Online dating is the natural evolution of courtship in an era where social interaction is more likely to take place over a keyboard, than a cup of coffee. Gone are the days of chance encounters and love letters mailed in earnest. Today, people want romance just like they want their movies, on demand.
Match, OkCupid and Tinder are a handful of digital platforms that promise to unite couples with the click of a button. In these virtual bar scenes, stolen glances are replaced with hasty swipes, and complex algorithms play the role of yenta.
Sometimes, in this illusory world where nothing is exactly as it seems, love happens, but for the most part, as people sort through profiles like the pages of a catalog, dating has become less ritual, and more of a numbers game– a numbers game where the odds are often stacked against African-American romantic hopefuls.
“I was talking to one of my friends. He was a white guy, attractive guy.

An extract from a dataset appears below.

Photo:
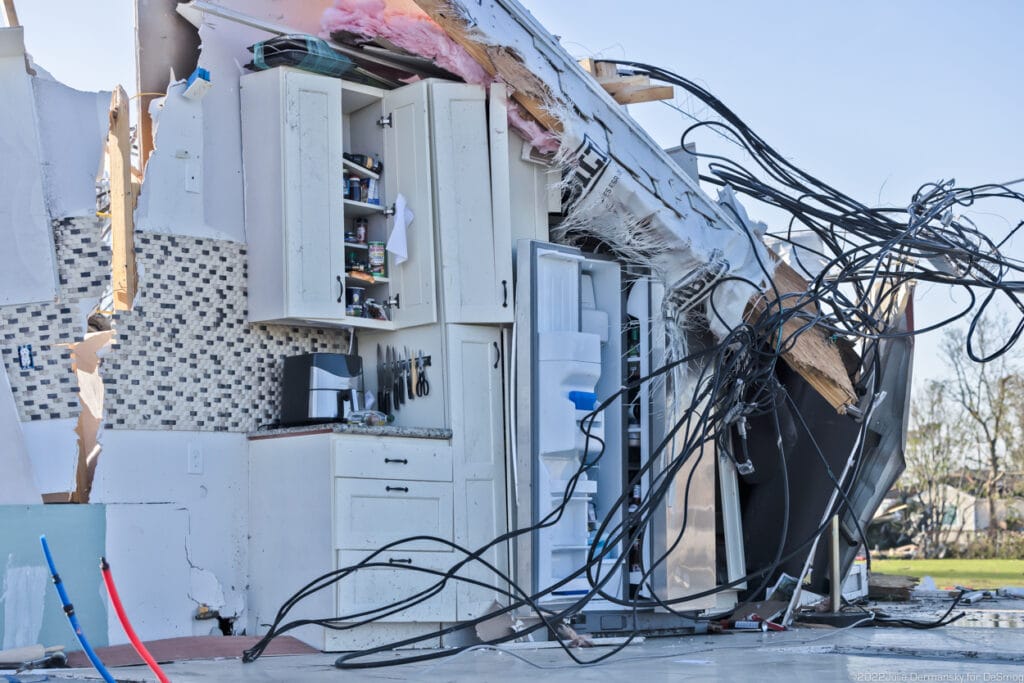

He’d just been on Tinder for maybe a week or so and he had 40 or 50 matches already,” says Brian Gerrard, 26.
Last summer, Brian and his brother Justin Gerrard, 28, joined a small group of aspiring entrepreneurs who periodically met for dinner in New York City.
“Basically, just a small group of eight guys,” Brian recalls. “We were passionate about tech and wanted to start our businesses.”
It was during a random conversation with this group, about online dating, that the Gerrards were struck with inspiration.
“[There was] another guy. He’d just gotten on there. Equally attractive, Black guy—and he had like 4 or 5 matches,” says Brian.
Shortly after that conversation, the brothers, along with Jordan Kunzika, a first generation Angolan-American, created BAE , Before Anyone Else, a mobile dating app that caters specifically to African-American singles. The founders launched the app at Howard University in April, and received over 17,000 downloads in its first month, outperforming an early Tinder.
In spite of the egalitarianism that permeates millennial culture, and wide-spread acceptance of interracial couples, on-line dating is anything but color-blind.
“We interviewed some women, for example, who were on these mass market sites,” says Brian, “And they were getting harassed on the sites to some degree, overly-sexualized by guys on there. Most of the times these guys weren’t Black.”
In addition to being the subject of an unwanted fetish, statistics such as those recently compiled by dating mega-site OkCupid suggest that Black women fair the worst on dating sites. According to the OkCupid study, “Black women reply the most, yet get by far the fewest replies. Essentially every race- including other blacks- singles them out for the cold shoulder.”
Circumstances are not much better for Black men given the marked preference for white men, among white, Asian and Hispanic women on mainstream dating sites. And for Black people seeking other Blacks, the pool is often too shallow to generate meaningful matches.
BAE’s founders understood the pain points within the African-American dating experience intimately, and set out to create an app that would not only generate downloads, but genuine connections too.
Like Tinder, BAE has a double opt-in feature, meaning potential suitors can only engage via chat if there is a match. Members are also limited to viewing 30 photos every eight hours, and an algorithm tracks user behavior in order to predict compatibility.
“There’s been over 10,000 matches on the app, tens of thousands of users, and tens of thousands of downloads,” says Brian, who quit his position at Nielsen to work on BAE full-time.
Justin, a graduate of Harvard, deferred his second year of Dartmouth’s Tuck Business School to invest time in the start-up. So far, the risks have come with great reward. The trio of Black male founders, a rarity in tech, say they are halfway through their seed round of funding, $30,000 of which came from placing first in Dartmouth’s pitch competition.
Going forward, the team is preparing for an HBCU college tour this fall that includes Howard, Hampton and North Carolina A&T among others.
“Our community wouldn’t be where it is today without the support from that initial Howard launch, from HBCU’s, so this is our way of introducing more people to the brand and thanking them,” Justin says.
During their tour, the team will make it a point to generate opportunities for college students interested in tech. BAE utilizes campus ambassadors, college students who help the team promote the app among Black college students and alumni, while receiving intern experience, sometimes even credits, and contacts in exchange.
“One of the things for us,” says Justin, “especially as a team of all people of color, is to provide meaningful opportunities when we visit campuses to talk about how to start a business, how to build an app, or other aspirations that [students] may have.”